Again, a family photo of Otto and Ella Koftan Adel and their children. In the archives is a previous entry about [Great] Aunt Ella and her three children, Raymond and the twins Lloyd and Lorraine. [Great] Aunt Babe [Margaret Koftan Langhammer] had said her sister Ella--12 years older--and her first husband, Otto, were buried in Witten, where Otto farmed and the children were born. He had been shell-shocked in World War I, again according to Aunt Babe, dying in 1937 after some years of disability, while the children were young. Going up there to help with the children, Aunt Babe mentions that Witten was on the edge of the Rosebud Indian Reservation (near the northwest corner of it): "Witten was a small town with wooden sidewalks. The roads were everywhere, as there were no fences, just wide open."
She also mentions that "At one time, Bess and Ella lived close. Ott would be in and out of the hospital. At that time Bess and the kids were living in Witten and Lee was running a barber shop. . . . He had jobs such as barbering and showing movies. . . . Ella helped her out a lot of times."
Because she had said Ella was buried at Witten, after Mills and the Olive Branch Cemetery, Sue, Jim, and I headed up there, northwest of Winner. Again, like most small towns, we found little left, a few main street buildings, but a number of residences clinging to the site.
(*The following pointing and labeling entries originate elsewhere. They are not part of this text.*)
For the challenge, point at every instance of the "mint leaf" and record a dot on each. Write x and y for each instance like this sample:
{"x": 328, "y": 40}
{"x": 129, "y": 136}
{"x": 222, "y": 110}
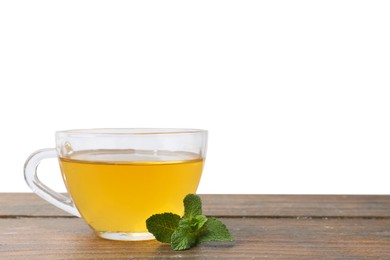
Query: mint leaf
{"x": 200, "y": 221}
{"x": 192, "y": 228}
{"x": 183, "y": 238}
{"x": 192, "y": 206}
{"x": 214, "y": 230}
{"x": 162, "y": 226}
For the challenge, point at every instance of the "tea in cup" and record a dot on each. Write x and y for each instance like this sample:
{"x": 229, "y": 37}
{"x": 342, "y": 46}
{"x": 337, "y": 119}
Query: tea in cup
{"x": 117, "y": 178}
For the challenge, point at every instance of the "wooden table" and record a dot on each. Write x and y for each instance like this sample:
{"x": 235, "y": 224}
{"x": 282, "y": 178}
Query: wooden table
{"x": 264, "y": 226}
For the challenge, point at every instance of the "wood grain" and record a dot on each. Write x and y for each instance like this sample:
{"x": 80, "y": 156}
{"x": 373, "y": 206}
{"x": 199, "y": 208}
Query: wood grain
{"x": 264, "y": 226}
{"x": 27, "y": 204}
{"x": 59, "y": 238}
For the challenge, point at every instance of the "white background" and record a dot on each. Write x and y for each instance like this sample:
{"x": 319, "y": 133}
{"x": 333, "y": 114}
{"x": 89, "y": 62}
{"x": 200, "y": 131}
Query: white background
{"x": 295, "y": 94}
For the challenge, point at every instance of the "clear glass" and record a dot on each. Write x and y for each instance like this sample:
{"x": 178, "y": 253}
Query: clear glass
{"x": 117, "y": 177}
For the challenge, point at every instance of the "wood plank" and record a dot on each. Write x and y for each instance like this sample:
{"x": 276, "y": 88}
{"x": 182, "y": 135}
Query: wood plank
{"x": 28, "y": 204}
{"x": 71, "y": 238}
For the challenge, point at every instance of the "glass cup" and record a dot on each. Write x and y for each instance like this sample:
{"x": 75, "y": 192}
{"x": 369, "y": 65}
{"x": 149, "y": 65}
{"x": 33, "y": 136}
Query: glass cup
{"x": 117, "y": 178}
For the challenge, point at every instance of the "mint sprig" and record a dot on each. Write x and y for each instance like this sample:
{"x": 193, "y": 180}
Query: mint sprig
{"x": 193, "y": 228}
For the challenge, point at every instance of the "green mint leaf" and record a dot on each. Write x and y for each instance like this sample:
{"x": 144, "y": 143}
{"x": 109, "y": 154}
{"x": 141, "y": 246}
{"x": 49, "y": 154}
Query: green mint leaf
{"x": 192, "y": 206}
{"x": 183, "y": 238}
{"x": 214, "y": 230}
{"x": 162, "y": 226}
{"x": 200, "y": 220}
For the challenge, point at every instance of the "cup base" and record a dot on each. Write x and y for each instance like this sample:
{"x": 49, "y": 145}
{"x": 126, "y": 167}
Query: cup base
{"x": 126, "y": 236}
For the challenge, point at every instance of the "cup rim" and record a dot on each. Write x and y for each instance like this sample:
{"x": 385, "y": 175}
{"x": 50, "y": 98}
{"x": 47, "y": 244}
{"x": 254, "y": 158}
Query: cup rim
{"x": 130, "y": 131}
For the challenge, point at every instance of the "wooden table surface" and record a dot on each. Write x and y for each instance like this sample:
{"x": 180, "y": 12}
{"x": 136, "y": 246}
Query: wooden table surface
{"x": 264, "y": 226}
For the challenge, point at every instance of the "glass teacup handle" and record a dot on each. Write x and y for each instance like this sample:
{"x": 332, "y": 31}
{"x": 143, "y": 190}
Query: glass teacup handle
{"x": 30, "y": 174}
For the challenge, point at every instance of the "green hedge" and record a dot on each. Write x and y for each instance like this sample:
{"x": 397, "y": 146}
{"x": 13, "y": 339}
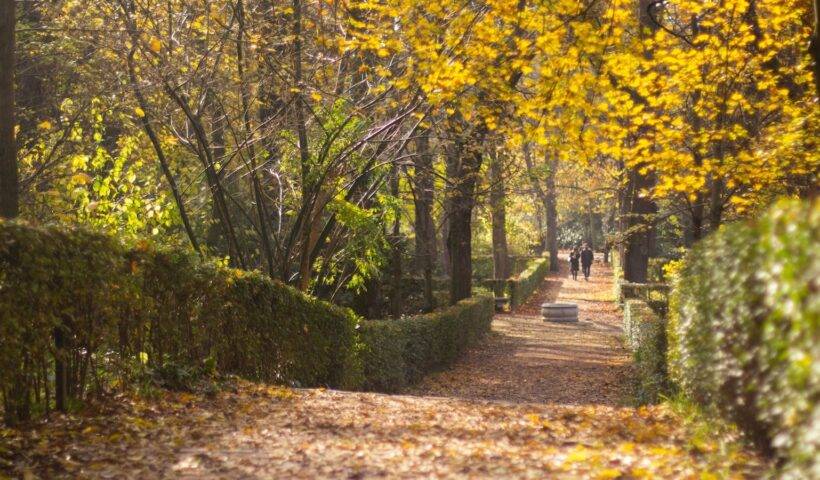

Near a community hall an older man directed us to the Witten Cemetery north of the village, about as abandoned as they come. I should have taken photos. Fenced, entirely overgrown in tall grass, the few graves obscured in that grass, it was as unkept with a ramshackle gate as Mills' Olive Branch is neatly trimmed.
With no luck, we returned to Witten to ask where the other cemetery might be the man had mentioned and ended up discovering that Calvin and Jean Adel had an impeccably neat home on the south edge of town, a retired couple who were most hospitable and helpful. (Otto was Calvin's uncle, I believe.) Earlier this year they had had an Adel reunion at which Lorraine's two daughters, the only ones left of Otto and Ella's family, were photographed, Connie Meyer in the brown and Donna in the red. Jean allowed me to take a photo of the two photos of the women. Sue and I are most grateful for Calvin and Jean's kindness to family strangers.
Whereas I have an entry about our 1948 trip to Yellowstone when we stayed briefly with Aunt Ella and her sons, I had not known--or had forgotten--until Labor Day Sunday that Mom had taken Grandpa and my little sisters up to Isabel to visit Ella, then staying with her daughter, Lorraine and Harold Meyer. Jean set us straight that Otto and Ella were buried in the large Winner cemetery on the north side of town and gave us excellent directions. She advised us to go in the back or west way, though the big gates are on the east side. We were overwhelmed by the size and number of graves, but she had specified the northeast corner. I told Sue to turn at a small north-south cross-road and park under some trees before we separated to start walking the rows. We all were rueful about the potential job in late afternoon, so I cannot begin to convey our amazement when Sue, driving, got out of the car and gasped. By wildest coincidence that still makes us laugh in disbelief, we were parked immediately in front of the gravesite, right by the roadway.
Another cause for surprised coincidence was the grave seen in the next row behind Otto's tall veteran's marker, Beranek. Those following my family blog will recall that the Beranek Cemetery in Pawnee County, Nebraska, is the small country cemetery where Great Great Grandmother Rose Hlinvovsky, her daughter, son-in-law, and two grandchildren are buried, northwest of Table Rock.
Though against the low sun and thus poor, this photo is to help anyone looking for the grave. The little cross-road we parked on is back at the two trees over the main road.